Le maoïsme encore adulé aujourd'hui

Alors que la Chine répudie Mao et réalise des exploits économiques que le dirigeant de la République populaire de Chine n'aurait jamais imaginés, dans d'autres pays, il y a encore des politiciens qui éprouvent un amour suicidaire pour le maoïsme.

Au Népal, il y a à peine deux ans, le Parti maoïste a recueilli suffisamment de voix pour peser lourd au Parlement; il a même réussi à diriger temporairement le pays. Fin 2004, en Inde, on a annoncé la création du Parti communiste (maoïste), fruit de la fusion de trois formations politiques partageant un même objectif: renverser le gouvernement. Présents dans 20 des 28 Etats indiens et jouissant du contrôle des zones riches en ressources minérales, où les extorsions de fonds aux entreprises leur rapportent 300 millions de dollars [250 millions d'euros] par an, les maoïstes sont devenus une force politique et militaire majeure. Le Premier ministre indien, Manmohan Singh, les considère comme «la principale menace à la sécurité intérieure». Au Pérou, le Sentier lumineux, un autre mouvement maoïste - qui a fait des dizaines de milliers de morts dans ce pays - et que l'on croyait éteint, a été ressuscité par les trafiquants de cocaïne.
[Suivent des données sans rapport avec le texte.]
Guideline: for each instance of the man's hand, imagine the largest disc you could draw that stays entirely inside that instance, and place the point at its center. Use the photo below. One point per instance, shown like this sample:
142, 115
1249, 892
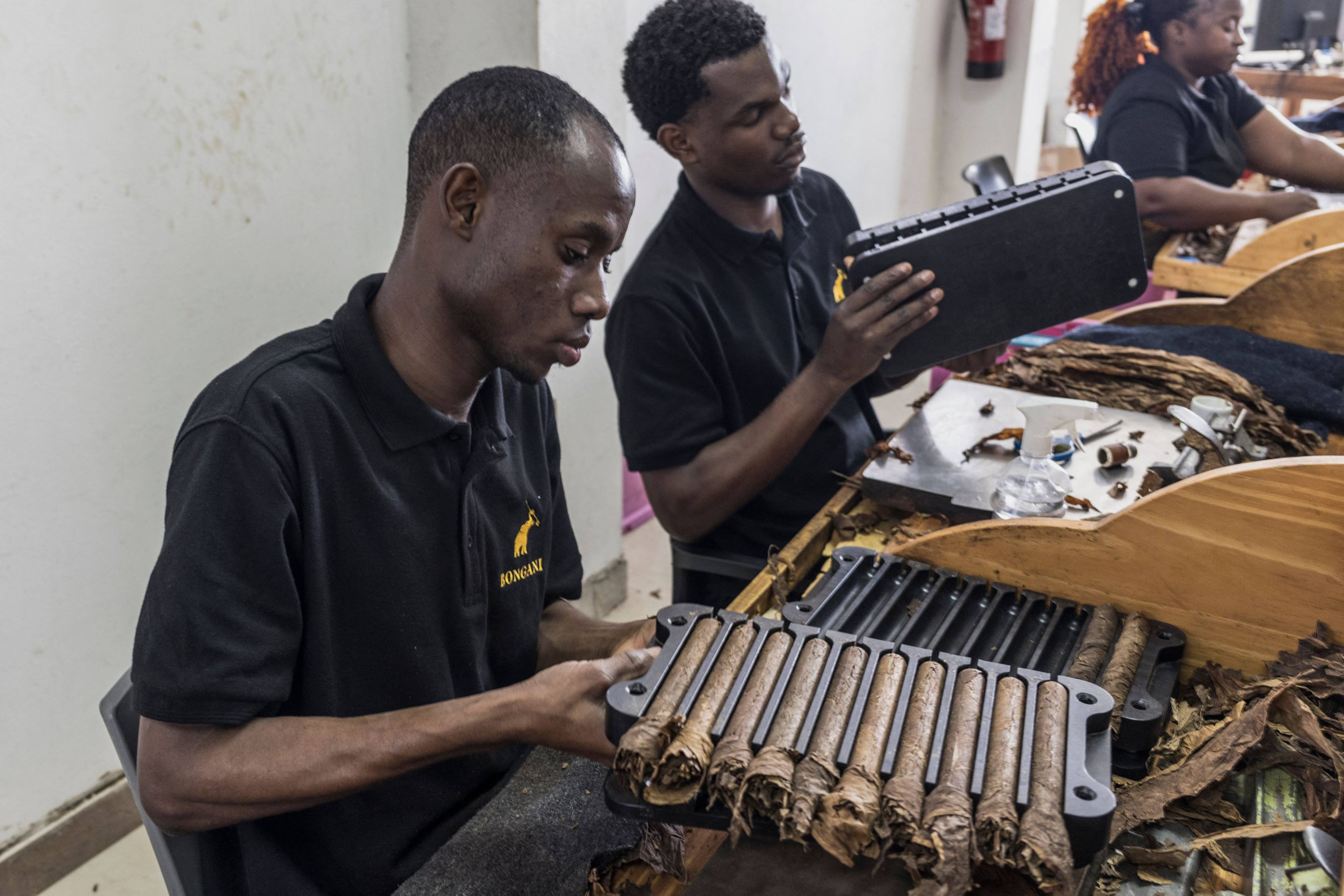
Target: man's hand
568, 703
639, 638
1288, 203
873, 320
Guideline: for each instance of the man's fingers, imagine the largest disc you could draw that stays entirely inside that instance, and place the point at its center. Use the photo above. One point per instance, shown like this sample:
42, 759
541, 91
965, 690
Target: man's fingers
877, 287
632, 664
896, 297
909, 325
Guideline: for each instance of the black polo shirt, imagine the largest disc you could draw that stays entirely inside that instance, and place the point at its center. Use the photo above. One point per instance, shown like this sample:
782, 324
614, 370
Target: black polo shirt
1156, 125
712, 324
335, 547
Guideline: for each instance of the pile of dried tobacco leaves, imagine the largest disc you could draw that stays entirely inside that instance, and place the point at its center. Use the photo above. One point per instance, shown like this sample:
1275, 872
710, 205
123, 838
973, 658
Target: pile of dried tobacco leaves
1224, 726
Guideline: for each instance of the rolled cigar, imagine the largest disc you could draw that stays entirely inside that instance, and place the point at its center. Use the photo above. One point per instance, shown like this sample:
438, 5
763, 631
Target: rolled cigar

Défense d'idées économiques inefficaces

Il n'y a pas que le maoïsme. Certains dirigeants vénèrent des idées économiques qui ont déjà été appliquées dans leur pays et ont entraîné des conséquences tragiques: récession, pauvreté et corruption. En Bolivie, en Equateur et au Venezuela, il est de notoriété publique que les fonctionnaires bien formés et capables de faire leur travail avec efficacité et honnêteté sont très rares. Et pourtant, les présidents de ces pays ne jurent que par un modèle qui suppose l'existence d'une surabondance d'employés de l'Etat intègres et compétents. A chaque fois qu'ils nationalisent une entreprise, elle tombe aux mains de bureaucrates qui n'ont pas la moindre idée de ce qu'est la gestion d'entreprise. Du coup, elles font faillite et alimentent le cercle vicieux de destruction de richesse et de création de pauvreté chronique. Leur amour des idées mortes est plus fort que les preuves quotidiennes du préjudice porté à leur pays.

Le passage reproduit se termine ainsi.